Word timings enable real-time narration highlighting:
function NarrationText({ text, currentWordIndex }: Props) {
  const words = text.split(/\s+/);
  return (
    <p>
      {words.map((word, i) => (
        <span
          key={i}
          className={i === currentWordIndex ? 'highlight' : ''}
        >
          {word}
        </span>
      ))}
    </p>
  );
}
The presentation scheduler updates currentWordIndex based on wordBoundary events.

Platform-Specific Paths

macOS (src-tauri/src/tts/paths.rs)

fn resolve_espeak_data_path(app: &AppHandle) -> Option<PathBuf> {
    #[cfg(target_os = "macos")]
    return Some(app.path().resource_dir()?.join("espeak-ng-data"));
    #[cfg(not(target_os = "macos"))]
    return None;  // Use system espeak-ng
}
On macOS, espeak-ng data is bundled in the app. On Linux/Windows, it’s expected in system paths.

Koko Binary Resolution

fn resolve_koko_binary() -> Result<PathBuf, String> {
    which::which("koko").map_err(|_| "koko binary not found in PATH".to_string())
}
Koko must be installed and available in PATH.

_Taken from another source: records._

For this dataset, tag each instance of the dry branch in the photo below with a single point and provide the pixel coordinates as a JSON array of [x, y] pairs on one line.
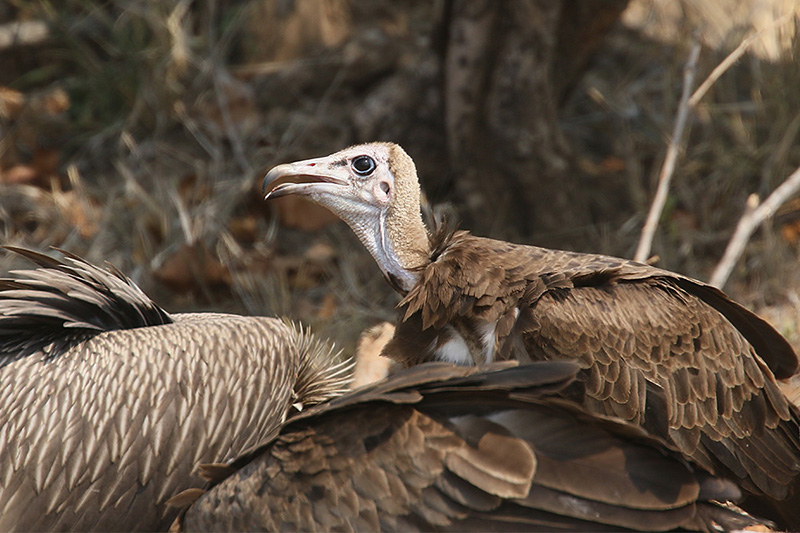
[[649, 229], [754, 215]]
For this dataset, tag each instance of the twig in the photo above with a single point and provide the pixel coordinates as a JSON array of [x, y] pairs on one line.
[[25, 33], [732, 58], [649, 229], [754, 215]]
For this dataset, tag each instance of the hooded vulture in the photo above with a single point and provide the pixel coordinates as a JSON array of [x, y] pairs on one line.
[[440, 447], [108, 404], [658, 349]]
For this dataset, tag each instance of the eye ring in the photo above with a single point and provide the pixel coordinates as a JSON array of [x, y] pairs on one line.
[[363, 165]]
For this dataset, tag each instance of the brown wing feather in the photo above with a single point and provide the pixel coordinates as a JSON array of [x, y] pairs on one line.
[[467, 454], [657, 348]]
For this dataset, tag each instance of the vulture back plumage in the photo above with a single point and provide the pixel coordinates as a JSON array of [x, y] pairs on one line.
[[440, 447], [656, 348], [108, 404]]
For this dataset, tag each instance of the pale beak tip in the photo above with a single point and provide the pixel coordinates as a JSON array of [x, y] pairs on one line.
[[272, 175]]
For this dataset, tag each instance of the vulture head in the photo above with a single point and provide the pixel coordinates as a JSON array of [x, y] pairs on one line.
[[374, 188]]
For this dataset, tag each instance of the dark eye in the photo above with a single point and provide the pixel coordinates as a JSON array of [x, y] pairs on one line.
[[363, 165]]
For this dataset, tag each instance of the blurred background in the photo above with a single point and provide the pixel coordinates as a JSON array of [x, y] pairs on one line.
[[138, 132]]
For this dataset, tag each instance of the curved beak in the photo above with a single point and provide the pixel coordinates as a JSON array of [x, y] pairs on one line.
[[300, 178]]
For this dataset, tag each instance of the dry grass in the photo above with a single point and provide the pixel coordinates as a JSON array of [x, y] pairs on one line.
[[175, 114]]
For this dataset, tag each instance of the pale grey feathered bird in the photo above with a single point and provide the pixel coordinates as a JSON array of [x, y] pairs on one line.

Performance Characteristics

Synthesis Speed

~0.2s per sentence on modern hardware (M1, i7)

Memory Usage

~100MB for model + audio buffers

Audio Quality

24kHz, 16-bit PCM (transparent quality)

Latency

Less than 1s for typical lesson step (5-10 sentences)

Troubleshooting

Koko Not Found

# Install koko (assumes Rust/Cargo installed)
cargo install kokoro-cli

# Verify installation
which koko  # Should print path to binary

Voice Fails to Load

Check that voices-v1.0.bin exists in resources:
ls resources/voices-v1.0.bin
If missing, download from Kokoro releases.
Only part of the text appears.